Breaking news, software development is problem solving.
Yes, hardly news. The truth is everything is problem solving. Life is problem solving.
But applying yourself to finding a solution – that’s where success lies.
Cranmore developer Ryan Morrison seems to have this figured out early on.
Speaking to us for Source Code he explains he was inspired, like many developers, by the book Clean Code. He paraphrases a section were author ‘Uncle Bob’ (Robert C. Martin) talks about writing a new function.
“Just because you’ve done something, that doesn’t mean it’s finished,” Ryan says. “It’s when you come back and look at it again, that’s when you find a better perspective.”
The idea has more than just stuck with him. It has permeated his entire outlook.
Ryan joined Cranmore as a placement student after a recommendation from his friend Stuart Collinson.
“I liked what he said about the tech being used and how friendly and social it was,” he says.
“I was excited to get the offer to come back fulltime and I was very eager to do it.”
But Ryan wasn’t a born programmer. He didn’t spend his youth building PCs or playing video games. Computer classes were “boring”, he says, all Excel and point and click.
Some use very clean code, and you’ll see it and think, ‘oh, that’s nice. I’ll use that’,
Ryan Morrison
He was swayed instead by a careers talk. A school alumnus, now developer, rocks up and tells Ryan’s GCSE classmates that just a few years after uni she is about to buy a house.
“That was enough for me,” Ryan laughs.
And while an accomplished full stack developer, Ryan says he’s still learning new perspectives from his colleagues.
“People have different styles,” he says. “Some use very clean code, and you’ll see it and think, ‘oh, that’s nice. I’ll use that’,” and picks out the approaches of Cameron Stevenson and Pedro Figueiredo as two examples.

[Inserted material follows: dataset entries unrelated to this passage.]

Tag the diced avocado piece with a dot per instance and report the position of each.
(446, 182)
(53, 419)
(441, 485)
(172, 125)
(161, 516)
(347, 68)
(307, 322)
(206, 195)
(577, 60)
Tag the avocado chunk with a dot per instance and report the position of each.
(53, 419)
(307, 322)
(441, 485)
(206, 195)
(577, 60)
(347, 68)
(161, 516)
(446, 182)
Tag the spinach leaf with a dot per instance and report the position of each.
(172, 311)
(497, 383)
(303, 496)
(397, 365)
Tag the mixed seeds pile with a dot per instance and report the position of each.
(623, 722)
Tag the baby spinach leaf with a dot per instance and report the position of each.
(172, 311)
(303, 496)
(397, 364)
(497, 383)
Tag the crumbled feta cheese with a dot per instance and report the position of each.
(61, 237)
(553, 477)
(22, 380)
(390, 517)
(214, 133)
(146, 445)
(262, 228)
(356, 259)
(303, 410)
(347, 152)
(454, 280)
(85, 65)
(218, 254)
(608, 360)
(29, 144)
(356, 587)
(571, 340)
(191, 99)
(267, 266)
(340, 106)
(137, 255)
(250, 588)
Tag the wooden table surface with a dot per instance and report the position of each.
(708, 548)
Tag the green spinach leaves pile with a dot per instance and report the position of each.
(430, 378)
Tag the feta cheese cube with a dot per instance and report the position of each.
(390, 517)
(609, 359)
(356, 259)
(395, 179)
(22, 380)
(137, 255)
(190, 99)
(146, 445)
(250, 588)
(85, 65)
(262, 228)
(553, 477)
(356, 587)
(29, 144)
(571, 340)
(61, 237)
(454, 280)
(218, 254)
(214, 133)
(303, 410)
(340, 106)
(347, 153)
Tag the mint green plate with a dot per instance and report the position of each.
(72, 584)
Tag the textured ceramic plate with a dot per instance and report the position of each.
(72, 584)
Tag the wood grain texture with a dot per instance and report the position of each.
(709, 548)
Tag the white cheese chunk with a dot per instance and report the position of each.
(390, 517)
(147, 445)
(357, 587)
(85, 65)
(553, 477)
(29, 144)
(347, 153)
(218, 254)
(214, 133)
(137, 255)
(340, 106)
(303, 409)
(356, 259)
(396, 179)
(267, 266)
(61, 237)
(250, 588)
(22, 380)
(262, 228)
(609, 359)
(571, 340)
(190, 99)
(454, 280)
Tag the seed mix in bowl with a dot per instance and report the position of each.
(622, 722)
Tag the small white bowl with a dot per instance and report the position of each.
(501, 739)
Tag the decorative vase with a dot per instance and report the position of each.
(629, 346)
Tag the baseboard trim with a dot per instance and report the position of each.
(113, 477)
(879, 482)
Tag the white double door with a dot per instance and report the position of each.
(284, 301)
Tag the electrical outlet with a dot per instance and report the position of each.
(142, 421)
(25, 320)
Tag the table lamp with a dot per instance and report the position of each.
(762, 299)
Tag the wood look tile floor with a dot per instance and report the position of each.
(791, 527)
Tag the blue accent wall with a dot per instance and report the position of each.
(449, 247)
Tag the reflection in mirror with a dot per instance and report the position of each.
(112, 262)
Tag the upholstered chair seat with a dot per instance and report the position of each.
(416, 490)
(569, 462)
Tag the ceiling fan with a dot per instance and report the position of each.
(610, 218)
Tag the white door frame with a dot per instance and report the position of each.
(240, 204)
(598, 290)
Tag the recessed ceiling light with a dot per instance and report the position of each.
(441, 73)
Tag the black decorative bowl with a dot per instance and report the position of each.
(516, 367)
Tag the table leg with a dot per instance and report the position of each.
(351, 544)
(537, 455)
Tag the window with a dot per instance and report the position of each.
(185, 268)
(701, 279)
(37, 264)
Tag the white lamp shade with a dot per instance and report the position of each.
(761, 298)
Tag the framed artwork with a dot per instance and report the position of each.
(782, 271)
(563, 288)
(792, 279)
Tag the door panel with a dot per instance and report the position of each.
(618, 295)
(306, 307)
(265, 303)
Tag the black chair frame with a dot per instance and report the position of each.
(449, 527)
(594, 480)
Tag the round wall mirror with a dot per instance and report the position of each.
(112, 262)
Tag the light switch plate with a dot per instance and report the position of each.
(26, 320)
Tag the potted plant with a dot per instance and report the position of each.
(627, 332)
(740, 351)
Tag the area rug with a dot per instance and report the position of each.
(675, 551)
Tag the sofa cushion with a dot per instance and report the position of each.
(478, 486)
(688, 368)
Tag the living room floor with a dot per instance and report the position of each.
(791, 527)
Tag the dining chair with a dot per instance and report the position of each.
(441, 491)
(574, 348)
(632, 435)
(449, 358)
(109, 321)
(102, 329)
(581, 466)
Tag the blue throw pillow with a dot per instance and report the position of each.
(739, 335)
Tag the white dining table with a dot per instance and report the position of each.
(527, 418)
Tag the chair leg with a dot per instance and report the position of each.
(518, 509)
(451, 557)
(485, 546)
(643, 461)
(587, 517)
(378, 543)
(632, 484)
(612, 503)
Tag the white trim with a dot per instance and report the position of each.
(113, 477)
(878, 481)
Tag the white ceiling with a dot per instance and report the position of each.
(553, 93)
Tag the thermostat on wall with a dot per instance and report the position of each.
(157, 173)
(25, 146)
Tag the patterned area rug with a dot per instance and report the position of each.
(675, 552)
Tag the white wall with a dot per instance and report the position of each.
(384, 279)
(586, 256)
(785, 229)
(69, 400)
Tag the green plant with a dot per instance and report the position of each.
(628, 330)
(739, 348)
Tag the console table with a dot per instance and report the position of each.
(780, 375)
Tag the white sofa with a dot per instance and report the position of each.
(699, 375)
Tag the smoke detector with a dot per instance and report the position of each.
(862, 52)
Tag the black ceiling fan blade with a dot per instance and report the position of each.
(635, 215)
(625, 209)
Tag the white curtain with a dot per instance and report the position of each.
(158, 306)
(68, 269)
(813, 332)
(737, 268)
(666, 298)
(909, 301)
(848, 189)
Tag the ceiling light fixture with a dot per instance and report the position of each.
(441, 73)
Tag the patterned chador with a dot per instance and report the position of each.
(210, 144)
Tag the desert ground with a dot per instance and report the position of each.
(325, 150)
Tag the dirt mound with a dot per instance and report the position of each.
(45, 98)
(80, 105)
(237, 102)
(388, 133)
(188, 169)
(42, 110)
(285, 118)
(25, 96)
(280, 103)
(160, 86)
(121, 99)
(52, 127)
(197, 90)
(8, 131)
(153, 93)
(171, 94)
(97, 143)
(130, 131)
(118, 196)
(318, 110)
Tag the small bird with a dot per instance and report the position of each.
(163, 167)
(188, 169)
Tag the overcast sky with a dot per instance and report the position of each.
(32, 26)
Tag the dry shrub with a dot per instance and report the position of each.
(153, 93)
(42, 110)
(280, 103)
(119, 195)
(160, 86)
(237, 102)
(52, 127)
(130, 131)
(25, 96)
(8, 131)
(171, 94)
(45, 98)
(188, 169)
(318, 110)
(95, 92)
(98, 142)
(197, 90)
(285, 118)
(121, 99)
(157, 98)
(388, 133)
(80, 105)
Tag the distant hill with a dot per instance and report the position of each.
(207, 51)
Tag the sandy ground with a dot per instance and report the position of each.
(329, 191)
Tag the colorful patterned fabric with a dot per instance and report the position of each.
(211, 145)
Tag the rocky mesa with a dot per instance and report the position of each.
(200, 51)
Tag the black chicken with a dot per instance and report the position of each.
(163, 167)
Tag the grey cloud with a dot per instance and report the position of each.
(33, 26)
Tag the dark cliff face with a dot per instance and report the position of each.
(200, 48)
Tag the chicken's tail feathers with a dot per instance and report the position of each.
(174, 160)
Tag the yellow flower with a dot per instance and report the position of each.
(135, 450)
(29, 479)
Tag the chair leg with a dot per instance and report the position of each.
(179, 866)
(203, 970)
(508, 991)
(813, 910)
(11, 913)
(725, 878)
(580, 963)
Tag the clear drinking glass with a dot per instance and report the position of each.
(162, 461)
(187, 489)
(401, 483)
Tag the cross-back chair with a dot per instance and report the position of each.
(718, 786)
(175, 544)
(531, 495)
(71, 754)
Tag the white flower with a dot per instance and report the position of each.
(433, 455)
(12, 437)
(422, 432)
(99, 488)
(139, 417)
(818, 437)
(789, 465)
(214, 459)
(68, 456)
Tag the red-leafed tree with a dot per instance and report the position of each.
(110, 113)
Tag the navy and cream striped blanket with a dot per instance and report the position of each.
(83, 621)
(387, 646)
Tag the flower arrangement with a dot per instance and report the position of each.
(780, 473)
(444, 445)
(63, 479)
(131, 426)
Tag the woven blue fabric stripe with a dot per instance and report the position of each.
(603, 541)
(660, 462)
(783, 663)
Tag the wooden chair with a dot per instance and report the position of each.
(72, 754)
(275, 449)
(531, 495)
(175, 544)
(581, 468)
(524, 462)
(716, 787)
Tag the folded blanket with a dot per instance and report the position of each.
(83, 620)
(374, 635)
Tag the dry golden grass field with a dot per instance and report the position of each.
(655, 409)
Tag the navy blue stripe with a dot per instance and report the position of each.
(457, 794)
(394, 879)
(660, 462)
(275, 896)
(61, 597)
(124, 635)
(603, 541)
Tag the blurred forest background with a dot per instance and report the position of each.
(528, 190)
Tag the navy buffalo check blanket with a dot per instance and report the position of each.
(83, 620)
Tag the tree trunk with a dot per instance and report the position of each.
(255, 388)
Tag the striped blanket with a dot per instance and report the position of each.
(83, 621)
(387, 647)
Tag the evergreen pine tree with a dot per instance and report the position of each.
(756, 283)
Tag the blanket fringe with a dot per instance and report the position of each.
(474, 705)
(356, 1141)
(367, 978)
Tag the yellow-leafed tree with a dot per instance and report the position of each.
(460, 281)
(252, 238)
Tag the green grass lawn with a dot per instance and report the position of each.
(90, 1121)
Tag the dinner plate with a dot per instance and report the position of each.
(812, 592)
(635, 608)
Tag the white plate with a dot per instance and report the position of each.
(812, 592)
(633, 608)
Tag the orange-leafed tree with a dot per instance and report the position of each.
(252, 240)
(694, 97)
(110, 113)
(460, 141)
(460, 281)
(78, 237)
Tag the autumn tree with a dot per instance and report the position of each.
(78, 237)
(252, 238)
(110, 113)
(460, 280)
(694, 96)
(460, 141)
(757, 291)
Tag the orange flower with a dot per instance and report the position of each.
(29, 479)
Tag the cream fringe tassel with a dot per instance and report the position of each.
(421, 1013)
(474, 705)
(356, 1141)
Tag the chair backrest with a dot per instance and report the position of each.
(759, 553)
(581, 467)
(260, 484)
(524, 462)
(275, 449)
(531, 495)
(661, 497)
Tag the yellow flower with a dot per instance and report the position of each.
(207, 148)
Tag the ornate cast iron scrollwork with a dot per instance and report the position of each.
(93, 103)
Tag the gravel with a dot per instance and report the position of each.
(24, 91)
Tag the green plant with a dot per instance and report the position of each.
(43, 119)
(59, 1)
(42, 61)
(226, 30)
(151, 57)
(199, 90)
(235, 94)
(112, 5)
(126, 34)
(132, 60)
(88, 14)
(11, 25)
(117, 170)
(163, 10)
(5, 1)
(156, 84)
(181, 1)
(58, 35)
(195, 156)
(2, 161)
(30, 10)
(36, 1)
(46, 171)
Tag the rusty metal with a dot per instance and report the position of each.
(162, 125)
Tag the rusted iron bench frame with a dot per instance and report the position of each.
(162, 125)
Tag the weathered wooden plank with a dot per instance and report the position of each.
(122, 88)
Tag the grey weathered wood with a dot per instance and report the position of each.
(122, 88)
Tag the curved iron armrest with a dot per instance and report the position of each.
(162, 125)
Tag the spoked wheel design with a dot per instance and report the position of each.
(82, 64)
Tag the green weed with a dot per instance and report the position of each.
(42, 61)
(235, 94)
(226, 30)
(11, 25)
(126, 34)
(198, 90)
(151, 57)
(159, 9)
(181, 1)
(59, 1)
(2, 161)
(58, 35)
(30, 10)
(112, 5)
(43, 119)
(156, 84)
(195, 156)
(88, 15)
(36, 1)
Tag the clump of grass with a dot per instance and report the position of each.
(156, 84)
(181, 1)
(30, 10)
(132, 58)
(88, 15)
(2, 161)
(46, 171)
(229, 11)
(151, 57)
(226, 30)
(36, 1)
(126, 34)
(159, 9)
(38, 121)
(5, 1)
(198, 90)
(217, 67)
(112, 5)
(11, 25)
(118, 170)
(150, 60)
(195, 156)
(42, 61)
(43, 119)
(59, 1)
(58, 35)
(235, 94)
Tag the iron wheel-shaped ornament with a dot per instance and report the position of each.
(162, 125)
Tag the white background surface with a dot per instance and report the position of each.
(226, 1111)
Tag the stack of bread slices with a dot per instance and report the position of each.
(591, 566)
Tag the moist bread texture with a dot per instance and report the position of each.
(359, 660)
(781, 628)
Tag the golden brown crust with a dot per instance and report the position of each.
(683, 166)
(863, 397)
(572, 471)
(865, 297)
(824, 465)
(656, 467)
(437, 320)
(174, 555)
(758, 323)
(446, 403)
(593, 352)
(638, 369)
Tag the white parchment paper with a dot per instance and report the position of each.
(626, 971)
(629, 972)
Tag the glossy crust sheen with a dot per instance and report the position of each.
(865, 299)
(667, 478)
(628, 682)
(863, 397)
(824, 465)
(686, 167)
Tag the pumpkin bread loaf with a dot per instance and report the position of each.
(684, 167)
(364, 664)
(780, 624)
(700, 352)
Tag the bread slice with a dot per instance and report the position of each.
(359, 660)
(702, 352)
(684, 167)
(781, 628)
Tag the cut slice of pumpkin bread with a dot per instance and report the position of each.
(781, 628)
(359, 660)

And this is Ryan; never done even when he’s finished. Always looking for another perspective.
Instead of computer games, he plays Sudoku. He loves crosswords and jigsaws.
“I play a lot of solitaire,” he says, explaining his downtime is ‘brain-training’ games.
He hikes, he swims, he goes to the gym. “Anything that gets me outside,” he says, and tells us about plans to climb Kilimanjaro.
He only started running a few years ago and now runs half marathons for fun.
All great, but there’s a problem.
“I’m really injury prone,” he says. “I’ve had to reimagine how I’m training. I don’t pick a few exercises and think ‘right, that’s how you do it’. Instead, I think about how I’m feeling and change the programme to suit me so I don’t get injured.”
And like a problem to be solved, he’s applying himself to it, looking for that new perspective. And he’ll succeed.
Because that’s what happens when Bob’s your uncle.